MUSSELBURGH Racecourse is celebrating its 200th birthday this year and is calling for help to mark the milestone.
Whether it’s old-fashioned photographs that have been lying in a loft for decades or treasured family heirlooms that have pride of place, track bosses will welcome them all.
They are searching for prestigious artefacts and memorabilia that will take visitors on a journey back to its past in a unique exhibition.
The horse-racing venue remains the second largest in Scotland – and the 14th biggest in the UK.
The first race was recorded in 1777 under the auspices of the Royal Caledonian Hunt, but between 1789 and 1816, race meetings were held on the sands at Leith.
In 1816, they returned permanently to Musselburgh to a course that was laid out for them by the town’s council.
On Friday, July 8, the course will be hosting a special race day to celebrate two centuries of history.
Sarah Montgomery, senior operations and commercial manager at Musselburgh Racecourse, said: “We will work with Musselburgh Museum to pull together the most vivid, colourful and insightful picture of the part this racecourse has played in this community for the past 200 years.
“The racecourse is embedded in the fabric of Edinburgh and East Lothian and has touched countless lives over the years, from racing enthusiasts to those who are involved in racing and those who have worked here.
“We want to hear as many stories as possible so are calling out to anyone across central Scotland and beyond to share any Musselburgh Racecourse memorabilia they have to help contribute to this endeavour.
“That could include anything and everything from old photos and paintings to vintage programmes and betting slips.
“Others may have trophies, racing silks, saddles, farrier’s tools or even horseshoes which have been handed down through the generations. This is such a massive year for Musselburgh Racecourse that we want as many people as possible to be involved in telling the story of the racecourse right up to the present day.”

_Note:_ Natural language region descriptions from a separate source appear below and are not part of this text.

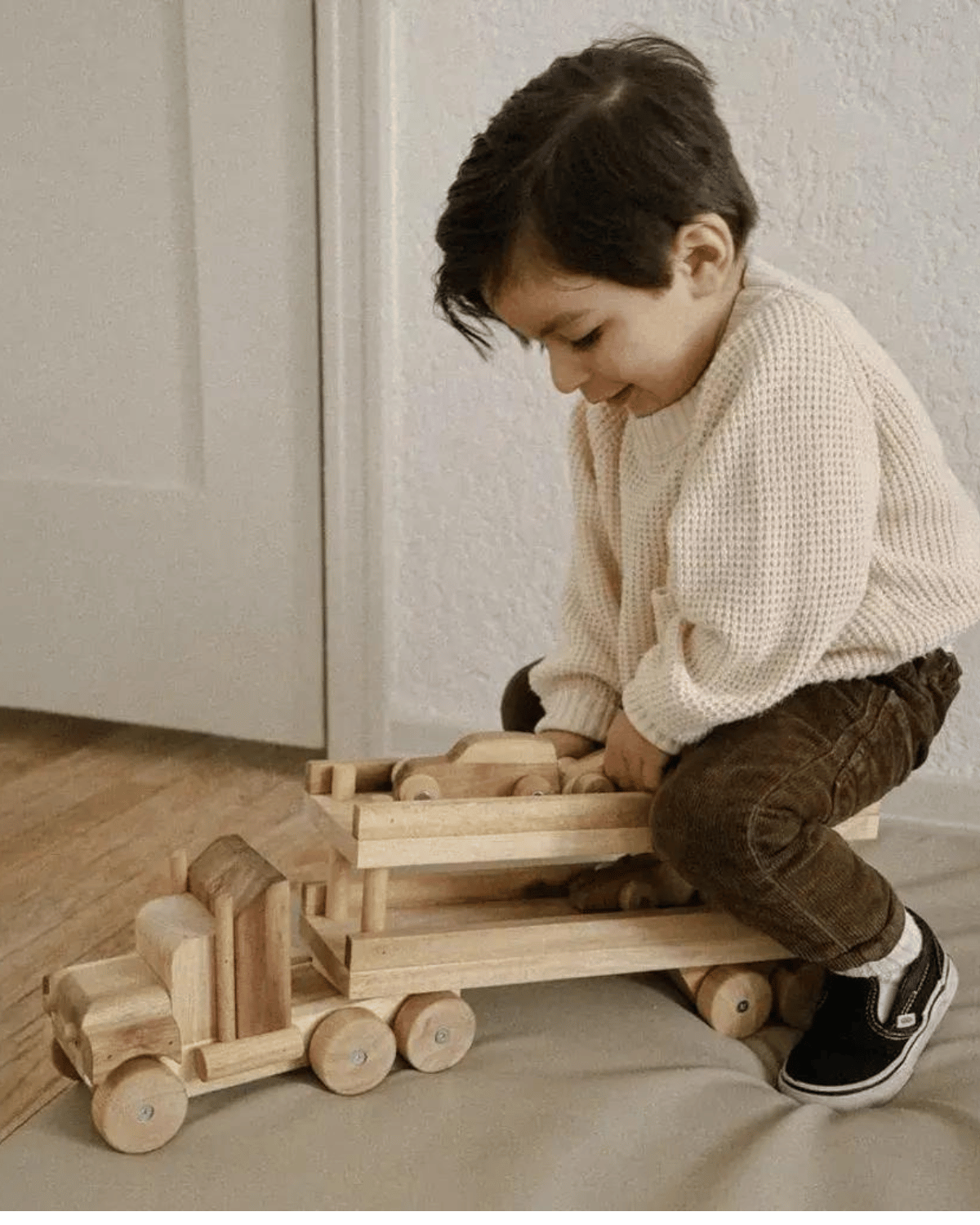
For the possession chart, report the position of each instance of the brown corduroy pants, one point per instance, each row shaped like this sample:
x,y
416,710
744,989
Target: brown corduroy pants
x,y
747,815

Dubbed the ‘sport of kings’, horse racing was once the preserve of the wealthy and the aristrocracy. It has entertained people for centuries and was particularly popular in post-war Britain, when horse races were the only event at which legal bets could be placed.
Musselburgh Racecourse’s long history has provided a wealth of memorable events, including world-class horses and jockeys.
In 1968, Make Whoopee with lightweight jockey Norman McIntosh won “with a late run” by half a length over the favourite.
In 1959, Lester Piggott unexpectedly won the Edinburgh Gold Cup on his horse, Illinois, even though it was his first visit to the course.
The venue survived the dark days of the 1980s and 90s, when falling crowds led to failing racecourses and could have seen its demise.
Following a partnership agreement between the Lothians Racing Syndicate and East Lothian Council, the Musselburgh Joint Racing Committee was formed, which succeeded in bringing the course back from the brink.
In 1999, annual attendance was below 40,000, but today more than 70,000 visitors a year attend racing events at Musselburgh. In the last decade, more than £6 million has been invested in facilities – including building the Queen’s Stand, which the Queen later declared officially open during a visit to Musselburgh Racecourse in 1995.
It also includes the refurbishment of the Edwardian grandstand, a new parade ring, weighing room, the Links Pavilion main entrance and state-of-the-art stables.
Musselburgh Racecourse has always been popular with racing enthusiasts, but it is now becoming a draw for both families and corporate clients.
Anyone who would like to contribute to the planned exhibition has until Friday, June 17 to take part. Offerings can be dropped off at Musselburgh Museum any Thursday to Saturday from 10.30am to 4pm. Further details can be found at www.musselburghmuseum.org.uk.